Eutropius rengaina son arme. « Je l’ai déjà envoyée dans un endroit sûr. »
« Elle ne te pardonnera jamais. »
« Je dois le faire. »
« Très bien… très bien ! » Norman cracha les mots, rassembla ses hommes restants et partit. Il savait que combattre Cloudhawk était une cause perdue. Il valait mieux rallier l’opposition. Lorsque les dieux viendraient, ils n’extermineraient pas ceux qui étaient vraiment pieux. C’était Cloudhawk et ses serpents traîtres qui souffriraient des mains des divins.
Cloudhawk le regarda partir. Les forces d’opposition dans ces royaumes étaient plus gênantes qu’il ne le pensait. Il y aurait toujours dans le monde des gens trop têtus pour entendre raison.
« Certains refusent toujours de nous croire. » Sélène regarda la foule. « Pourquoi le changement est-il si difficile pour eux ? Pourquoi la foi dans les dieux est-elle si importante ? »
« Nous ne pouvons pas réveiller des gens qui refusent de voir la vérité, et encore moins les morts. Aucun plan n’est parfait. » Cloudhawk essayait désespérément de ramener son espèce au bord de l’extinction. Mais si les gens voulaient se lier les poignets et se jeter du haut de cette falaise, il ne pouvait pas les en empêcher. Il n’était pas un saint. Il ne pouvait que faire de son mieux. « Allons-y. »
Sélène tourna la tête pour regarder Eutropius. « Tu te débrouilles bien. »
Sa voix grave lui répondit. « Je n’ai pas le choix. »
« Ton peuple comprendra un jour. L’histoire s’en souviendra. »
« Peut-être… » Un sourire amer et impuissant se dessina sur le visage d’Eutropius. Les mots étaient creux. Il regarda Cloudhawk qui se tenait devant lui et sentit l’air d’oppression qui se dégageait de l’homme. Il lutta contre la peur. « Chef Cloudhawk, notre population est trop importante. Un seul point d’évacuation ne suffit pas. Nous avons besoin de plus de portails si nous voulons mettre tout le monde à l’abri. »

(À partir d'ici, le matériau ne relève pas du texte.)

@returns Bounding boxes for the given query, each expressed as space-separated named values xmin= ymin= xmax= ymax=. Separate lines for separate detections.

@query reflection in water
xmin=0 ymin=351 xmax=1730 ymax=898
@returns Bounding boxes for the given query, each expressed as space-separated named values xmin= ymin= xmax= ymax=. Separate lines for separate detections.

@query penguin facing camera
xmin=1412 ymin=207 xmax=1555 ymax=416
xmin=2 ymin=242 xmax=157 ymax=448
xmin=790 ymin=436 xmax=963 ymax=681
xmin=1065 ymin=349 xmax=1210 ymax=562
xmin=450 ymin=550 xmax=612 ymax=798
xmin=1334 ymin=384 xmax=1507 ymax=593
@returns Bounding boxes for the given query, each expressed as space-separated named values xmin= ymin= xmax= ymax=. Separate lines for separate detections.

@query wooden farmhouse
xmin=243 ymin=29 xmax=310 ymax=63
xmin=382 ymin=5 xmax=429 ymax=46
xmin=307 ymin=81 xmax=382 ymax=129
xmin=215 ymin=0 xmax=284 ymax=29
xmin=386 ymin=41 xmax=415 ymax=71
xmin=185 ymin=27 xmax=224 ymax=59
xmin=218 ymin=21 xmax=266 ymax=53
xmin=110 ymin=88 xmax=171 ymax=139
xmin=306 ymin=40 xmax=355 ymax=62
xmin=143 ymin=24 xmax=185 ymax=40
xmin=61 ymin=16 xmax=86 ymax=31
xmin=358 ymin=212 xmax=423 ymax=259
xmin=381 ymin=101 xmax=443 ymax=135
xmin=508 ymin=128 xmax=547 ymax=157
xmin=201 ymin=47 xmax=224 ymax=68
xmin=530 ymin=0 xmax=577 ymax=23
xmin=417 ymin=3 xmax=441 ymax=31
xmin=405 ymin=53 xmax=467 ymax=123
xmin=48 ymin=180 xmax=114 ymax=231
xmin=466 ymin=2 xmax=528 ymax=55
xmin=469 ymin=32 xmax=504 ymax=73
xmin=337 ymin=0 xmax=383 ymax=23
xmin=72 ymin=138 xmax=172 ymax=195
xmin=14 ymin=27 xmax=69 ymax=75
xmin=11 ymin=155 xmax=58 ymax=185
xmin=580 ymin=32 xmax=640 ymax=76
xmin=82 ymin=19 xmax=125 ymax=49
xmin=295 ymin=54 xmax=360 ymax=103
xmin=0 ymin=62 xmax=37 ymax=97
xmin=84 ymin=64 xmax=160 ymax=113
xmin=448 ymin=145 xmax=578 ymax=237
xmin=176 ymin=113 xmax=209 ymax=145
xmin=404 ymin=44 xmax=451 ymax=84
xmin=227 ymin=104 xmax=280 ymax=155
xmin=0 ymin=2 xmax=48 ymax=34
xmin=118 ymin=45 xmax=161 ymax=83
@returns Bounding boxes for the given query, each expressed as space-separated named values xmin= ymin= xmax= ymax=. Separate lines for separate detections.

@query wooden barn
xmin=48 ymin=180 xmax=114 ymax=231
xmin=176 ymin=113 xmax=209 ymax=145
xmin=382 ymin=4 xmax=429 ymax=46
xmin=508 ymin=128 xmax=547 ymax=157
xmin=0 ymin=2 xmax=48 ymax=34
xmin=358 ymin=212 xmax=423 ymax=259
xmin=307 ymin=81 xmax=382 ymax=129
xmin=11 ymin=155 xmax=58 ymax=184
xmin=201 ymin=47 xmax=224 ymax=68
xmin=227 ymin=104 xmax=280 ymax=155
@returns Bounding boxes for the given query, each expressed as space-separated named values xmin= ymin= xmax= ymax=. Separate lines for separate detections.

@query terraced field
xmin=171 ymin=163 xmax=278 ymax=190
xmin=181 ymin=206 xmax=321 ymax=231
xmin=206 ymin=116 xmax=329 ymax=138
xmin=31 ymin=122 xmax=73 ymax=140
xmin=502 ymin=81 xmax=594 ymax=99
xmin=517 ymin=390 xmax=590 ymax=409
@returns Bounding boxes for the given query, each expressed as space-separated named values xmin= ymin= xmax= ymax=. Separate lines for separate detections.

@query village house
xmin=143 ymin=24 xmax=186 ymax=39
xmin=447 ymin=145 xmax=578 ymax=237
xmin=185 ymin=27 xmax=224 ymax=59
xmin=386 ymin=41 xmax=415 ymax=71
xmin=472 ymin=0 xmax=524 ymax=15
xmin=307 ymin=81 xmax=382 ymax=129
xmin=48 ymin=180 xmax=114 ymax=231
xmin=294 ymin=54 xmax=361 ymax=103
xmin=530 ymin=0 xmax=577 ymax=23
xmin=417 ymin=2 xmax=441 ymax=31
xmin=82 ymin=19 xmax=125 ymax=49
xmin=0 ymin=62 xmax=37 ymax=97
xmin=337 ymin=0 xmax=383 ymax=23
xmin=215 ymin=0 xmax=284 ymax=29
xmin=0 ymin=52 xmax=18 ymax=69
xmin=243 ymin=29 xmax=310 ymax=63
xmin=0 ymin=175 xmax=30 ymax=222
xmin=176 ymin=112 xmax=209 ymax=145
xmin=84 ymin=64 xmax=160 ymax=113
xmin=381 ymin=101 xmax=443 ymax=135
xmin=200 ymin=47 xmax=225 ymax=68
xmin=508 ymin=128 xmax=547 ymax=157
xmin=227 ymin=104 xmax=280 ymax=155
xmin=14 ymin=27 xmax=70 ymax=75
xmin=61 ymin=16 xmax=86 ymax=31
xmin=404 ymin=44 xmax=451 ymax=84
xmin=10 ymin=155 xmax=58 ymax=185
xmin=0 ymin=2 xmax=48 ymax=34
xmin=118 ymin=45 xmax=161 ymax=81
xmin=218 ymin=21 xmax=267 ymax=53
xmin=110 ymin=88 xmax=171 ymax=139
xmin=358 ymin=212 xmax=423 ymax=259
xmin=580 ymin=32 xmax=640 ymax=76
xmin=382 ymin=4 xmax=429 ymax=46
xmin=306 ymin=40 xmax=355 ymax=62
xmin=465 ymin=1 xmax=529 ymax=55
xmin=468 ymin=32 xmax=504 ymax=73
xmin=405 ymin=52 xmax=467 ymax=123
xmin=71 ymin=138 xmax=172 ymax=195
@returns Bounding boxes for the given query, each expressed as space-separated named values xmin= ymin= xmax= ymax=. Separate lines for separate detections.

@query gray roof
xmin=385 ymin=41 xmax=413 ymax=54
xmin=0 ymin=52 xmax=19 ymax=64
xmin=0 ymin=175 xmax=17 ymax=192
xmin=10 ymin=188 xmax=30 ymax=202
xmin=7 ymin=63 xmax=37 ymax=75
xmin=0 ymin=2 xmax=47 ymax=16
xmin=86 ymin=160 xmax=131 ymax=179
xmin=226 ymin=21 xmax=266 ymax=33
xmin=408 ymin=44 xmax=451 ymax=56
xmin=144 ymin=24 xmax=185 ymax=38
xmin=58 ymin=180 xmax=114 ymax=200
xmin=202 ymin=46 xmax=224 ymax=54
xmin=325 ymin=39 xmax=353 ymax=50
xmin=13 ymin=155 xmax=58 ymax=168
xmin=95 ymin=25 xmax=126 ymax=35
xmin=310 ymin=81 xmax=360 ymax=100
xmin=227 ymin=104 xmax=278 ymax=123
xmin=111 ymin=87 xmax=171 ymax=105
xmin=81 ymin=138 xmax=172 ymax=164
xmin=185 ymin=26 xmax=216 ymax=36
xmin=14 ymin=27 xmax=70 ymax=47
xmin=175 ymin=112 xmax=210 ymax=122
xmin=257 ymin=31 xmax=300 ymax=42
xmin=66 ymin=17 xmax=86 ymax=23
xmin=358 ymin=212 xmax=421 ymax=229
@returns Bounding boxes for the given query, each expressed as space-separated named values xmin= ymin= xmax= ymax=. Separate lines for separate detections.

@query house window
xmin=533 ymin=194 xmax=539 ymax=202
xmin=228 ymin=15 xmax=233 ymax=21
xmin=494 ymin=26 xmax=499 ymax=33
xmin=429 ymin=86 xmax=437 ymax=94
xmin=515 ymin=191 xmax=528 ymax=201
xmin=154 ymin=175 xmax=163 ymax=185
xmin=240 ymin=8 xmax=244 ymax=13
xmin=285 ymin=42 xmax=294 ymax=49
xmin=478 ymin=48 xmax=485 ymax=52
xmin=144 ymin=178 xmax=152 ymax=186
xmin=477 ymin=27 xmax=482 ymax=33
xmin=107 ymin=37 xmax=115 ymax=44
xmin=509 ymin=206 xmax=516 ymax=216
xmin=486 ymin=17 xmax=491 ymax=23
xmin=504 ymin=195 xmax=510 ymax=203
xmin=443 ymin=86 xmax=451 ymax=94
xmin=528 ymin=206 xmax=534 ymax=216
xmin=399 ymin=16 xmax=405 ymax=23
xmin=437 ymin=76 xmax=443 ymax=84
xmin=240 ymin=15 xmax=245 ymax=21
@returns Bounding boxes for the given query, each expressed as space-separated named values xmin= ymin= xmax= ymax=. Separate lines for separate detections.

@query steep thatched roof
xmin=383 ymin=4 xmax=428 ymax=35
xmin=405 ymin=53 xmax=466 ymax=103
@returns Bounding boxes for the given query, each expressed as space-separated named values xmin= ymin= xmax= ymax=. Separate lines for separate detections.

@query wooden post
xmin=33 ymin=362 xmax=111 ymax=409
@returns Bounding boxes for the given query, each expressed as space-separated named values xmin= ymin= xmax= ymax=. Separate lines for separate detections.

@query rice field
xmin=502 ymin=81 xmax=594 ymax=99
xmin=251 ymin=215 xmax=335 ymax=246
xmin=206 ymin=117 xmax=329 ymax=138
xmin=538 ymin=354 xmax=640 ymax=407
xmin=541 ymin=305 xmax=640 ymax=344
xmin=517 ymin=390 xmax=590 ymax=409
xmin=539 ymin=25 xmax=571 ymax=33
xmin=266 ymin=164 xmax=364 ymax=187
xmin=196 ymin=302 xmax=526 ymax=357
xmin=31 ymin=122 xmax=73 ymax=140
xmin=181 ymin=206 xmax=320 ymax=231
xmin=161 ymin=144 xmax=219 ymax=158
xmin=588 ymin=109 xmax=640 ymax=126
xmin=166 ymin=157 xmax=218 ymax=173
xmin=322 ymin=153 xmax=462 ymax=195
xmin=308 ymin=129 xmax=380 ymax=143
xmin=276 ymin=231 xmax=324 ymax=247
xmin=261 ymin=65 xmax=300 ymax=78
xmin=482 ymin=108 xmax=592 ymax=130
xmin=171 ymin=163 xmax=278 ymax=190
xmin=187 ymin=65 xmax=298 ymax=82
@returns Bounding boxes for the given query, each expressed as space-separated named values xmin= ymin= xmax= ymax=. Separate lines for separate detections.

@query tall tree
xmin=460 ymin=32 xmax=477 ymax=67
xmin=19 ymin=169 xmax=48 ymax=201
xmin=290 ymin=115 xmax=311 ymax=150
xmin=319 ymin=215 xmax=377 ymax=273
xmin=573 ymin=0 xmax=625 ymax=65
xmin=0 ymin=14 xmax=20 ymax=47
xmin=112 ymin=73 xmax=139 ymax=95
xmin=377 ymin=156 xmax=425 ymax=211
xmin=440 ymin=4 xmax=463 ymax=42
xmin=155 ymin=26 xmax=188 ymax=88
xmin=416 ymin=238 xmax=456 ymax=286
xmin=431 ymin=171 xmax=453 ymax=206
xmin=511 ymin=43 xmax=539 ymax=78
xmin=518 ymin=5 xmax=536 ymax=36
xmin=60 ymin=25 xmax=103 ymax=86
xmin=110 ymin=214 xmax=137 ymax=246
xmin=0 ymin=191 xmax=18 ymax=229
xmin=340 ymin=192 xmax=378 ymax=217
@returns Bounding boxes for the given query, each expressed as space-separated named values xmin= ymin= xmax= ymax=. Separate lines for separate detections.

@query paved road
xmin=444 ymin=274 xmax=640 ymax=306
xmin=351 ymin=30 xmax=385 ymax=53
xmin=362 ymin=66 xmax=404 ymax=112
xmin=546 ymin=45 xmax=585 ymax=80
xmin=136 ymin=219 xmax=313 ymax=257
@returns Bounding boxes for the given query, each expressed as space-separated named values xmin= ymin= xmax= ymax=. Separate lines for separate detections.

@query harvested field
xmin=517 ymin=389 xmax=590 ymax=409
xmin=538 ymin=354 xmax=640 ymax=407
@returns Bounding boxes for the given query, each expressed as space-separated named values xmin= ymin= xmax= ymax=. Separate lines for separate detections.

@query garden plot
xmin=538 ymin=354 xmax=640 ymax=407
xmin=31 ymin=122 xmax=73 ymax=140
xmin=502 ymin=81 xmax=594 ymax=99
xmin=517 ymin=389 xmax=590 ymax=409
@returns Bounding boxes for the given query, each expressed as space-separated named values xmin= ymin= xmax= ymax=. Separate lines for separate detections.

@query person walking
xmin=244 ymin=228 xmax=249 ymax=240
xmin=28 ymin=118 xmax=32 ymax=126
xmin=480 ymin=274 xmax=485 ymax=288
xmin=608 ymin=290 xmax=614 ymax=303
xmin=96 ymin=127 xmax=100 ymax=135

À son niveau de force actuel – et surtout avec la Source – l’ouverture de plusieurs portails n’était pas un problème pour Cloudhawk. L’intendant avait raison de dire que chaque portail accélérerait le processus de façon exponentielle.
« Il y a aussi un groupe qui refuse de partir. Je veux m’assurer de leur sécurité. »
Cloudhawk avait révélé le véritable but des terres élyséennes afin d’unifier leurs gouvernements. Cela n’avait pas empêché les fanatiques comme Norman de se battre. Si les membres respectés de la société élyséenne ne rentraient pas dans le rang, comment pouvait-il s’attendre à ce que les gens ordinaires le fassent ?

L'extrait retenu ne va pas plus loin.